Superspy Rick Tangle
This guy’s clearly no square. He’s one smooth operator. You’ve undoubtedly heard him coolly and ominously introduce himself — at bar or baccarat table or Barcelona bullfight or Bosnian bomb-factory or Biarritz bacchanalia — “The name’s Tangle . . . Rick Tangle”.
Superspy Rick Tangle moves in only the most elite circles, those moneyed crowds heavily populated by curvaceous cuties, rapacious ringleaders and square-jawed jughead thugs. Not to worry! — Rick Tangle knows every angle. He’s a master of dissimulation; he can play it straight, or, if necessary, turn on a dime. Just when a bad guy or a sinister dame thinks they’ve got him pegged, Rick surprises them with yet another side of his character. He’s a straight-shooter that manages to negotiate every twist and turn of each new caper.

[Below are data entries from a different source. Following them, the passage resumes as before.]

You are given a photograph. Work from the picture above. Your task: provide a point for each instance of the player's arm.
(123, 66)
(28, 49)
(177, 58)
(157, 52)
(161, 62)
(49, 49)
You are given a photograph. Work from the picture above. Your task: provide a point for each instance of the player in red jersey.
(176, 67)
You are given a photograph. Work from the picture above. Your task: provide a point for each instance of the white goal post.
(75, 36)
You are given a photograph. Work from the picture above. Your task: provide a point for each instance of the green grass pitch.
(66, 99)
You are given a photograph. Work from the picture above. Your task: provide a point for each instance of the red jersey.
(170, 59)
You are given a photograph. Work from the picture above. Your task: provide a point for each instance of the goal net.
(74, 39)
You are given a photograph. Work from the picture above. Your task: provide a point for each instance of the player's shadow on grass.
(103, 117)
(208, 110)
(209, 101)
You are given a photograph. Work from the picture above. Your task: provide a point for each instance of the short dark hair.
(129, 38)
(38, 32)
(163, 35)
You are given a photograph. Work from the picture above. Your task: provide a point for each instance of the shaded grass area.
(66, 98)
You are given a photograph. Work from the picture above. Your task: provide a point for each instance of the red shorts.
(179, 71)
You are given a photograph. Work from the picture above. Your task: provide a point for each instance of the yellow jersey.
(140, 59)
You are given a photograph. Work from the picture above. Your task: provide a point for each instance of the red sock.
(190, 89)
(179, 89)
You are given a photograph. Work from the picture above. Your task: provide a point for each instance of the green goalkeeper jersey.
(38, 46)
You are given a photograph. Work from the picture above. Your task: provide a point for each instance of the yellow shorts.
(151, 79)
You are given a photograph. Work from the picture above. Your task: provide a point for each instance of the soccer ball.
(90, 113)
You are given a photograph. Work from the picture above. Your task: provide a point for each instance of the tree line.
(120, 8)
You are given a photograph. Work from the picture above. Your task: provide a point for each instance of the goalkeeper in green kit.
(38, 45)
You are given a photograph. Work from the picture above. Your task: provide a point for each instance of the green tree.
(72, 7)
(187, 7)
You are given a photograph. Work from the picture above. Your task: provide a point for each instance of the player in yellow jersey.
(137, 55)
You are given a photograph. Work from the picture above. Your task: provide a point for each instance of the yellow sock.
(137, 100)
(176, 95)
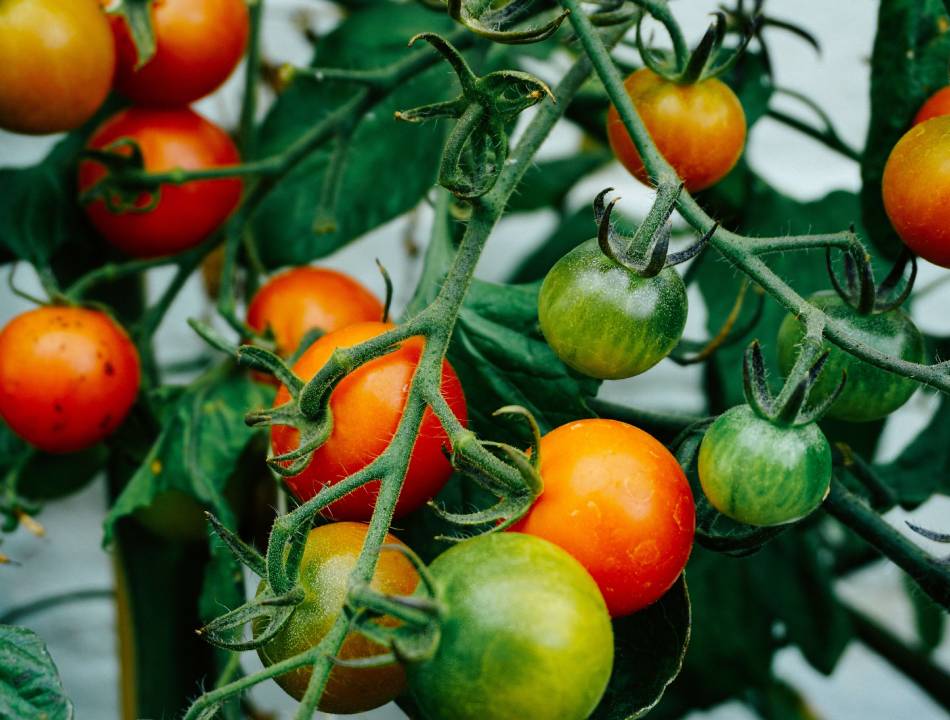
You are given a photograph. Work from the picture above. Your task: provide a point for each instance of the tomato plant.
(870, 393)
(580, 549)
(68, 377)
(699, 128)
(916, 189)
(198, 43)
(56, 64)
(178, 216)
(494, 589)
(328, 559)
(305, 299)
(616, 500)
(604, 320)
(366, 408)
(760, 473)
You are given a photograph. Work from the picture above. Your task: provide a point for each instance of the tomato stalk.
(740, 250)
(436, 322)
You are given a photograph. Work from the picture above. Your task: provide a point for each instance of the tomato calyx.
(515, 479)
(125, 188)
(646, 252)
(497, 23)
(416, 636)
(788, 407)
(707, 60)
(477, 148)
(860, 290)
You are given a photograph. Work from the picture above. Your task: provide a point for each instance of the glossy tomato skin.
(329, 558)
(606, 321)
(198, 43)
(68, 377)
(618, 501)
(526, 634)
(869, 393)
(937, 105)
(302, 299)
(916, 189)
(700, 129)
(57, 59)
(186, 214)
(367, 406)
(761, 474)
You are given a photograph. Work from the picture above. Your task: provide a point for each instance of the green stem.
(738, 249)
(247, 131)
(928, 676)
(930, 573)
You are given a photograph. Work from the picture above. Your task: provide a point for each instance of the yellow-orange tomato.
(916, 189)
(329, 558)
(618, 501)
(302, 299)
(68, 377)
(937, 104)
(198, 43)
(57, 58)
(699, 129)
(367, 406)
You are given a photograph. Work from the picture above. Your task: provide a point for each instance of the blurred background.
(81, 636)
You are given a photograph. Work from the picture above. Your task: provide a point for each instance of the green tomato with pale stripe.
(606, 321)
(760, 473)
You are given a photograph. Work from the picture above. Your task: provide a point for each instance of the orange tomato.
(302, 299)
(68, 377)
(916, 189)
(198, 43)
(185, 214)
(329, 558)
(700, 129)
(618, 501)
(367, 406)
(57, 59)
(937, 104)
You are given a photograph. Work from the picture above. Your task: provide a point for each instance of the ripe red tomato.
(307, 298)
(618, 501)
(68, 377)
(916, 189)
(366, 407)
(57, 59)
(699, 129)
(329, 558)
(937, 104)
(198, 43)
(186, 214)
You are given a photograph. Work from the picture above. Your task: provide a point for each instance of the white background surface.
(81, 637)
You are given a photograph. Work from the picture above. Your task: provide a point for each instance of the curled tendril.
(122, 189)
(477, 148)
(645, 253)
(860, 290)
(788, 407)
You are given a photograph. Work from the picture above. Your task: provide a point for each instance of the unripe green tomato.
(760, 473)
(870, 393)
(604, 320)
(525, 635)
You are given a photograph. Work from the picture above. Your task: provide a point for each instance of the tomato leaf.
(908, 64)
(390, 164)
(202, 438)
(29, 682)
(649, 647)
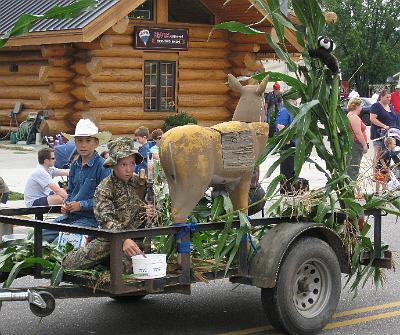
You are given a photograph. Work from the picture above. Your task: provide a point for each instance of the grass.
(15, 196)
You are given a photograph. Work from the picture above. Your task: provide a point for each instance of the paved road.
(216, 308)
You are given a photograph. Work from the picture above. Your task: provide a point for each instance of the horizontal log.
(208, 113)
(104, 42)
(239, 38)
(21, 80)
(82, 80)
(47, 72)
(202, 87)
(23, 68)
(117, 75)
(55, 100)
(60, 86)
(60, 61)
(120, 62)
(115, 51)
(121, 26)
(239, 71)
(209, 44)
(204, 64)
(21, 56)
(94, 66)
(118, 100)
(60, 114)
(189, 74)
(196, 100)
(119, 87)
(246, 47)
(85, 93)
(56, 51)
(51, 127)
(27, 104)
(128, 126)
(123, 39)
(204, 53)
(21, 116)
(22, 92)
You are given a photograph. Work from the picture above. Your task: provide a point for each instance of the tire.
(50, 305)
(307, 290)
(128, 299)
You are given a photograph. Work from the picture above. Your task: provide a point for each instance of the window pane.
(144, 12)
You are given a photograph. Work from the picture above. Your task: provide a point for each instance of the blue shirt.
(284, 118)
(82, 183)
(387, 118)
(143, 151)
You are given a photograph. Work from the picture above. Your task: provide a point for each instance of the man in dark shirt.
(273, 101)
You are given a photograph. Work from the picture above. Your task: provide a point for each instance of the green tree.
(367, 32)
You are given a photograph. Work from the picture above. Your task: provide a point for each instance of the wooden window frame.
(158, 87)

And he’s a superspy with supersenses and instincts to match, always seeming to intuitively grasp what’s coming at him from around the next corner. You’ll never catch Rick with his pants down (unless that was his intent).
So don’t go ‘round and ‘round in a desperate search for an exciting espionage action/adventure flick; just look for Rick Tangle in his new blockbuster, “From the Pentagon to Red Square with Love (and Bullets)”.